Here, as opposing counsel concedes, the pleading upon its *598 face is a contest to revoke the probate of a will. Every feature of the pleading so indicates. It was so christened by its framer. It was so treated by the trial court and by counsel in that court. Defendants came into court in answer to a citation, a process entirely unlike a summons. And thus it is apparent that the procedure followed was essentially a probate procedure, and thereby fixed the particular jurisdiction which the superior court was authorized to exercise. (Toland v. Earl, 129 Cal. 148.1) And, as said in Haverstick v. Trudel, 51 Cal. 431: "There are many proceedings which relate to the estates of deceased persons of which the probate court has no jurisdiction. . . . But among all of them there is none in which the necessity for resort to an action in the district court is more imperative than in the case of an alleged trust in real estate." By their appearance, defendants did not submit themselves to the jurisdiction of a court of equity, but alone to the jurisdiction of the superior court in a matter of probate.
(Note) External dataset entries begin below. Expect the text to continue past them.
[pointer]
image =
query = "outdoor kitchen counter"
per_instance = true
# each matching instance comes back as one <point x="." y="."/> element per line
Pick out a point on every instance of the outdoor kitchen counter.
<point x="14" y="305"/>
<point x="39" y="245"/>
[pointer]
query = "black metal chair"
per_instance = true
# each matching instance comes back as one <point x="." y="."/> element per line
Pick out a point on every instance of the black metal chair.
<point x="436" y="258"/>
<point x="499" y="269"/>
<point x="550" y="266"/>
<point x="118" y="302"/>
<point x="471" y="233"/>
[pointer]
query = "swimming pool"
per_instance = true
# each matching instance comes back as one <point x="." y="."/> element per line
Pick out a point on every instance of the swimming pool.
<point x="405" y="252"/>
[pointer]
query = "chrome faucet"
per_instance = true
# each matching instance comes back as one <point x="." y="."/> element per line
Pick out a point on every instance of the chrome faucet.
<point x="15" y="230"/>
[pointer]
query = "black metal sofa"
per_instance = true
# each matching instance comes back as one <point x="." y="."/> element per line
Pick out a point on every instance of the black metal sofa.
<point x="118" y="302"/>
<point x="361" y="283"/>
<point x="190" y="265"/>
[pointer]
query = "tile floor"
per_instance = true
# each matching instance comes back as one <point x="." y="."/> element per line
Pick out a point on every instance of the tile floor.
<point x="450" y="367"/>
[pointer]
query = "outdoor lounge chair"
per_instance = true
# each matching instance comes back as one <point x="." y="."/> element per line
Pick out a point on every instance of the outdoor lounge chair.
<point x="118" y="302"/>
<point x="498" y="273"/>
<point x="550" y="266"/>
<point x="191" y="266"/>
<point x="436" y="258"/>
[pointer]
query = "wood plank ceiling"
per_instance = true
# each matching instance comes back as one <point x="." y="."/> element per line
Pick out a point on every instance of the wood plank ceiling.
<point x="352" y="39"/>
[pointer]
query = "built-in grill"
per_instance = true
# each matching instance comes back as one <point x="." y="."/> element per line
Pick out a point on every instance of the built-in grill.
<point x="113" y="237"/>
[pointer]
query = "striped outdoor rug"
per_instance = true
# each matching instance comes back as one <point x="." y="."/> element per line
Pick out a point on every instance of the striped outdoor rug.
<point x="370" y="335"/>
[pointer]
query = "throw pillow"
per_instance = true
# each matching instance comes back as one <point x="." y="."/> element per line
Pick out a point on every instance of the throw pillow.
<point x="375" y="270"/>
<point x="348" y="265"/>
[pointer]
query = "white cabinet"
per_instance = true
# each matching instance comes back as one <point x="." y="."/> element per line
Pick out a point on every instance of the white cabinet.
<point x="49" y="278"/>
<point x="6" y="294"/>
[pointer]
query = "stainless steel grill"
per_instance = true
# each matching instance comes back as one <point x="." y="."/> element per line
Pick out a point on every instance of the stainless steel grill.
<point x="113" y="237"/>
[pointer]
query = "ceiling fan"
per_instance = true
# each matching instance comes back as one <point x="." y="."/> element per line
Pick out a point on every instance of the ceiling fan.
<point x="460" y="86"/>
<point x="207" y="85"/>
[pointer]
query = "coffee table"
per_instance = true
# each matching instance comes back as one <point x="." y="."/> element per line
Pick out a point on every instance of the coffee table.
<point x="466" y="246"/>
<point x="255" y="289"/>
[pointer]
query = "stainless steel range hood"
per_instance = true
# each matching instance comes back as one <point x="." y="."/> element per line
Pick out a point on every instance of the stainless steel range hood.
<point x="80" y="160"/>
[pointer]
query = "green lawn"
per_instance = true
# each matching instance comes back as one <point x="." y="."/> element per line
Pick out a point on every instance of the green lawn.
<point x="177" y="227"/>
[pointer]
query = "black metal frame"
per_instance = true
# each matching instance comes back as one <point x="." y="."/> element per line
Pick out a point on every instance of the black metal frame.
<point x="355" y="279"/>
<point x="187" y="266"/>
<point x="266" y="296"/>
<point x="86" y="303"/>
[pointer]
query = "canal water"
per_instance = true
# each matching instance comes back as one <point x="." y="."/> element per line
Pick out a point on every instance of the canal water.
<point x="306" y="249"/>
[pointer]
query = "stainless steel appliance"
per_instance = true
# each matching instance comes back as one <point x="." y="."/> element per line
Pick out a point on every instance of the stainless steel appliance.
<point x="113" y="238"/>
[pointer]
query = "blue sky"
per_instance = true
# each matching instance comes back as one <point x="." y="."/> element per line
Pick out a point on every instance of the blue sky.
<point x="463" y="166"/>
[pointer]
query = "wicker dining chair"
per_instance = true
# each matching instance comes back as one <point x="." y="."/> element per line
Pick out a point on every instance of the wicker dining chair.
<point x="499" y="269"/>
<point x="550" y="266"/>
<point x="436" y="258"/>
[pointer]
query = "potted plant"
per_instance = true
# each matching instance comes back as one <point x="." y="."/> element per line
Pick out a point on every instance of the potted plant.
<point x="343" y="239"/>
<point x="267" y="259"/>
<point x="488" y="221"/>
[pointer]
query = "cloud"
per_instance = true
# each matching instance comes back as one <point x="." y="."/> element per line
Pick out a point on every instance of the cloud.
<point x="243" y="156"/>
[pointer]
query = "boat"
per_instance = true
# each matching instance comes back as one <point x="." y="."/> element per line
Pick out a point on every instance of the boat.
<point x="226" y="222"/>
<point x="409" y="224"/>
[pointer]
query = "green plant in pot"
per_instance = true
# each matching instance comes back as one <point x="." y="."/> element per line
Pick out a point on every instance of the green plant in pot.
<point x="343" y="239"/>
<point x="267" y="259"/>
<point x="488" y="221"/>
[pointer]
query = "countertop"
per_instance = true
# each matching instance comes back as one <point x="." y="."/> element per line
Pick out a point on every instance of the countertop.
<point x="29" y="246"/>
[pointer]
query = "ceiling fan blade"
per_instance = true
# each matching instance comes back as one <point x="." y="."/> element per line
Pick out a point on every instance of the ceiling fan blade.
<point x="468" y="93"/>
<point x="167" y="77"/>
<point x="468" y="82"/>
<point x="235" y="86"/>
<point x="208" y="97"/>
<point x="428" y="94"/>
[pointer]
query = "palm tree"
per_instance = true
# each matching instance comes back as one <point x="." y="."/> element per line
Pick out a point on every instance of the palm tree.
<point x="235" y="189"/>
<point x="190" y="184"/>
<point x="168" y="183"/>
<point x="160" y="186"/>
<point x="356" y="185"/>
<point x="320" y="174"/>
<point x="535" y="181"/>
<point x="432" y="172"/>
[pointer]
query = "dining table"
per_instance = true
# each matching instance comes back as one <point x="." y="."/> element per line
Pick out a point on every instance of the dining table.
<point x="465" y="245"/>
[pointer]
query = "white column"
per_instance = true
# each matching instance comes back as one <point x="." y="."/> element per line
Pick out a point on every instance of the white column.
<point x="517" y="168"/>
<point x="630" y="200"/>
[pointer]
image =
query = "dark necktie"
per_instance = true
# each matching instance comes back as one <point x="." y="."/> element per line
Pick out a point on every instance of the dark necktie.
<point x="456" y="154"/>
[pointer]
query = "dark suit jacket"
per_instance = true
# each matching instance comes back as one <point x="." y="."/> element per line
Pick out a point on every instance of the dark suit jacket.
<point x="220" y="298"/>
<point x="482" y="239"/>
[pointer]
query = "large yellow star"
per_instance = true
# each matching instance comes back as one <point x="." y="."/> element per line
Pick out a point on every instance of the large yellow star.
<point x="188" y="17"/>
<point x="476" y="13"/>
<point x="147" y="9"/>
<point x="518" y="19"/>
General jurisdiction over them could not be obtained in that way. For the foregoing reasons the court has arrived at the conclusion that this petition for the revocation of the probate of a will cannot be construed into a bill in equity to declare a trust.

Sohler v. Sohler, 135 Cal. 323, is the latest expression of this court bearing upon the power of equity to deal with a decree of distribution. There a resulting trust was declared, and the distributees under the decree were held to be trustees of the party wrongfully deprived of his estate. That case, upon its facts, is an exceptional one. (As dealing generally with this question, see Mulcahy v. Dow, 131 Cal. 73.) But the principle discussed in these cases is not one involved here, for, as already declared, this proceeding is one alone invoking the probate jurisdiction of the superior court.

For the foregoing reasons the order is affirmed.

Harrison, J., and Van Dyke, J., concurred.